Texas Racetracks Bets are Off Following Standoff with Legislature

Posted on: September 2, 2015, 01:48h. 

Last updated on: September 2, 2015, 01:51h.

Texas State Senator Jane Nelson racing controversy
Texas State Senator Jane Nelson (R-Flower Mound) has called the Texas Racing Commission a “rogue agency” and accused it of defying the state’s constitution. (Image:Bob Daemmrich/texastribune.org)

Texas racetracks may not have lost the race yet, but their odds are not looking good. The Lone Star State’s horse and dog racing tracks remained closed to bettors on Wednesday due to an ongoing funding dispute between the Texas Racing Commission (TRC) and the state’s legislature.

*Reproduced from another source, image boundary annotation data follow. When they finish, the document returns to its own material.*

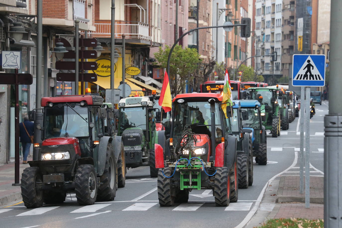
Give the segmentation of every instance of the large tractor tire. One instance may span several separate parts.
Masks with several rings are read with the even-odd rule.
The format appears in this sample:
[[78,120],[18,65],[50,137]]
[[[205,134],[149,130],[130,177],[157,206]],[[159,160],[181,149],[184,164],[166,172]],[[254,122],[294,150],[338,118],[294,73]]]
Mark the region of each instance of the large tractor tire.
[[217,167],[215,175],[214,196],[217,206],[227,206],[231,198],[231,181],[229,170],[227,167]]
[[240,153],[237,156],[238,176],[239,178],[239,188],[248,187],[248,156]]
[[81,165],[77,167],[75,185],[76,198],[80,205],[95,203],[97,195],[97,182],[94,166]]
[[267,164],[267,147],[266,144],[260,143],[259,144],[258,159],[255,159],[255,161],[259,165],[263,165]]
[[176,194],[175,203],[187,203],[189,200],[189,189],[180,190]]
[[278,122],[277,117],[275,117],[272,120],[272,129],[271,129],[271,133],[272,133],[272,137],[273,138],[276,138],[278,137]]
[[118,159],[118,187],[123,188],[126,184],[126,163],[123,144],[121,143],[121,149]]
[[108,144],[103,174],[100,177],[101,185],[97,193],[98,201],[111,201],[114,199],[118,185],[118,168],[113,155],[113,148]]
[[253,183],[253,155],[252,141],[249,141],[249,153],[248,156],[248,185]]
[[288,126],[289,125],[289,119],[286,117],[284,117],[282,120],[281,120],[281,130],[287,130],[288,129]]
[[157,188],[158,191],[158,200],[160,206],[171,206],[174,204],[176,199],[176,190],[174,187],[171,185],[170,176],[172,175],[171,168],[164,168],[164,175],[161,169],[158,171],[158,179]]
[[230,202],[231,203],[236,203],[237,202],[239,191],[239,178],[237,166],[237,157],[235,164],[231,170],[229,175],[231,178]]
[[39,167],[29,167],[24,170],[21,187],[23,201],[27,208],[40,207],[42,206],[43,192],[36,189],[36,183],[41,183],[42,180]]
[[150,175],[151,177],[157,177],[158,176],[158,169],[156,168],[156,156],[154,149],[150,150],[149,152]]
[[45,191],[43,193],[43,201],[45,203],[60,204],[65,201],[66,192],[54,192],[52,191]]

Despite reports to the contrary from some news sources, parties failed to reach an agreement before the Monday evening ultimatum set by the Commission, which means, for the time being at least, all bets are off, literally.

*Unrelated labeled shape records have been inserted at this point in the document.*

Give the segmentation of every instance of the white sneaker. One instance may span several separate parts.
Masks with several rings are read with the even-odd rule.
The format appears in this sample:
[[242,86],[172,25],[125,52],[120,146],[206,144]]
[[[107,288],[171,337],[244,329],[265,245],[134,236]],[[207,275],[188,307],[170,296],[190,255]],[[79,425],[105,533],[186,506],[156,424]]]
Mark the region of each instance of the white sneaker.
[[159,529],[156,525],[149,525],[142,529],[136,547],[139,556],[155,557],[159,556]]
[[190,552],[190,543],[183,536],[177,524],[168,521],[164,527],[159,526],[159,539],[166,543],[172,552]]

The dispute centers on the Texas legislature’s decision to withhold $1.5 million of the TRC’s annual funding. That move is in protest of its plans to expand gambling at tracks, chiefly in the form of “historical racing machines,” which effectively allow bets on recordings of past races.

In November, the TRC lost a legal fight to install the machines at racetracks in the Lone Star State, and, as a result of that ruling, began the process of erasing all mention of historical racing machines from their regulations.

“Rogue Agency”

However, last week TRC commissioners voted 4-3 against removing these references, a provocative move and one that exceeds its authority, according to lawmakers. The commission has been accused of “picking a fight” with the legislature, while State Senator Jane Nelson (R-Flower Mound), chair of the Senate Finance Committee, has called the TRC a “rogue agency” and accused it of defying the state’s constitution.

Meanwhile, the TRC, which regulates all betting at the tracks, claims that the withheld funds prevent it from operating, rendering it unable to pay its rent and executive salaries, and without supervision from the regulator, it says, there can be no betting on races.

On Tuesday, TRC ordered track owners to shut their traps, literally, and cease all operations.

“As a result of the TRC not receiving the required authorization from the Legislative Budget Board to expend administrative funds past August 31, 2015, the Commission must cease all operations, including the oversight of both live racing and simulcast wagering,” read a statement from Lone Star Park Racetrack President and General Manager Scott Wells.

Sympathy in the House

It seems, however, that there is more sympathy in the House for the TRC and the tracks than in the Senate.

“While I understand there are legitimate concerns over the racing commission’s recent actions regarding the issue of historical racing, I believe it’s imperative that this industry remain fully regulated,” said State Representative John Otto (R-Dayton).

Jan Haynes, president of the Texas Thoroughbred Association, meanwhile, said that the legislature had no right to shut down an industry that contributes a large amount of fiscal revenue for the state and employs thousands of people.

“The Lt. Governor and one Senator [Nelson] should not have the power to shut down an entire industry and take away 36,000 jobs,” she said. “The entire Legislative Budget should meet and vote on funding the Texas Racing Commission immediately.”

What Is Historical Racing, Anyway?

Confused by the concept of betting on races that have already been won? So were we. Here’s what we found out:

Also called Instant Racing, the betting typically takes place on terminals that are like slot machines. They can be for both dog and horse racing events already past. Players deposit their wagers on races picked at random from internal video libraries that can hold over 60,000 different already completed events.

Bettors will not have any access to key information, such as when, where, or with what horses or jockeys the race took place. The only guidance for participants are unidentifiable skill graphs that give stats on jockeys’ past wins, without actually naming them.

They then bet on who they think will place in the top three. A “Handi Helper” acts as a kind of random lottery number generator, automating the process for those who don’t want to think too much.

There’s more to it, of course, but you get the general idea.